I haven’t really read a lot of parenting books. Part of this is because I really don’t want to get into the wars of different opinions about feeding and sleeping and attachment, etc. etc.; part of this is because I studied child development in college; and part of this is because gosh there are so many other books that sound so much more exciting to me. But Pamela Druckerman’s Bringing Up Bebe has had my eye for a while now, since it came out really, which I put on my to-read list with the exact thought of “I’ll read this when I’m expecting a baby.” And, well, I guess that time is now.
Despite some of the controversy around the book, I thought it was entirely fascinating, both as a parenting and as a cultural study. There were things I agreed with in the book, things I thought were common sense, and things I didn’t so much like.
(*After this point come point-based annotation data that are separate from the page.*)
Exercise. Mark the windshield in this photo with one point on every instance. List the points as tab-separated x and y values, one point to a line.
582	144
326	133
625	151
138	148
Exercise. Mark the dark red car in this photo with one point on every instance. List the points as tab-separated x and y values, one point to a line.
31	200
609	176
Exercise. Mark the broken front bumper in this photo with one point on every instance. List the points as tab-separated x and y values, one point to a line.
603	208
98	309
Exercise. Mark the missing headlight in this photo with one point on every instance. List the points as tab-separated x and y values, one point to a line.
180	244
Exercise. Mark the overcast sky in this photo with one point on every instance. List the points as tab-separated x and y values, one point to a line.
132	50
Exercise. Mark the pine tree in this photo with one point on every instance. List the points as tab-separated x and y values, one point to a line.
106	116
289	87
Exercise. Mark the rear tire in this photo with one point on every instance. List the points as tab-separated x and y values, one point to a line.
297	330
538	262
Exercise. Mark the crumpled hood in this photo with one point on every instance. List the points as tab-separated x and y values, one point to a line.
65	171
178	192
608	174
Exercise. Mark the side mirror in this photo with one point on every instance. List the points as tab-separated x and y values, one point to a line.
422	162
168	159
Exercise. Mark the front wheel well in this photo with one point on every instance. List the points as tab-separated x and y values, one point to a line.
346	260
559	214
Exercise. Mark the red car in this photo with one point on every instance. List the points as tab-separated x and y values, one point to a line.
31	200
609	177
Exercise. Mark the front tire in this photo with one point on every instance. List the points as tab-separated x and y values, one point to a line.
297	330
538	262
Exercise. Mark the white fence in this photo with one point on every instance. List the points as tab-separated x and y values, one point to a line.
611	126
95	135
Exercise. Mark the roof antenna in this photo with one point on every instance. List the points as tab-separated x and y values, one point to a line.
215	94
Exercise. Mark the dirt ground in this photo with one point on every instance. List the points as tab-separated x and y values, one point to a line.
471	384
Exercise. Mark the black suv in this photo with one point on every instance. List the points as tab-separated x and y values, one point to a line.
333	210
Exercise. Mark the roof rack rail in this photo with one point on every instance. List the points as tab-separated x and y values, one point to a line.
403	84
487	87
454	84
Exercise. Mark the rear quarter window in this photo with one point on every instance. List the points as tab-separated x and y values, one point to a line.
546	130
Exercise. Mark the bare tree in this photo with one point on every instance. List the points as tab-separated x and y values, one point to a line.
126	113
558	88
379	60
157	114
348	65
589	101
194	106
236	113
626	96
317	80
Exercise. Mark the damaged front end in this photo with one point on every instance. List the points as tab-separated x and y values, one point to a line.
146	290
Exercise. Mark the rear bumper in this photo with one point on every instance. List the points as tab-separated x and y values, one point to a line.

There were a couple of chapters that I made Gerrit read (mostly the chapters on sleeping and eating).
One of my favorite chapters, one of the chapters I sticky-noted (can that be a verb?) for Gerrit, was the chapter about patience. It was one of those chapters that sounded like so much common sense (but common sense that it is good to be reminded of). But the part I keep thinking about is the baking part, the part about how French families often bake with their children on Saturdays, often a simple cake for later in the day, and how this regular baking is all about patience. The patience of measuring and stirring, and then the patience of the cake being done and having to wait until afternoon snack to have some of it. And well…of course. It makes complete sense.
Of course it sounds so romantic to spend Saturdays baking. And armed with this idea I tackled this bread. It is, of course, a lesson in patience as an adult, too, to spend your Saturday kneading and rolling and stacking bread and making a filling and two different kinds of glazes. And this, out of all the recipes I’ve made, is one of those (along with swiss mushroom steak crepes) where I can tell you with complete confidence that your hard work and your patient waiting and your cleaning off the kitchen counter about five times will way more than be rewarded.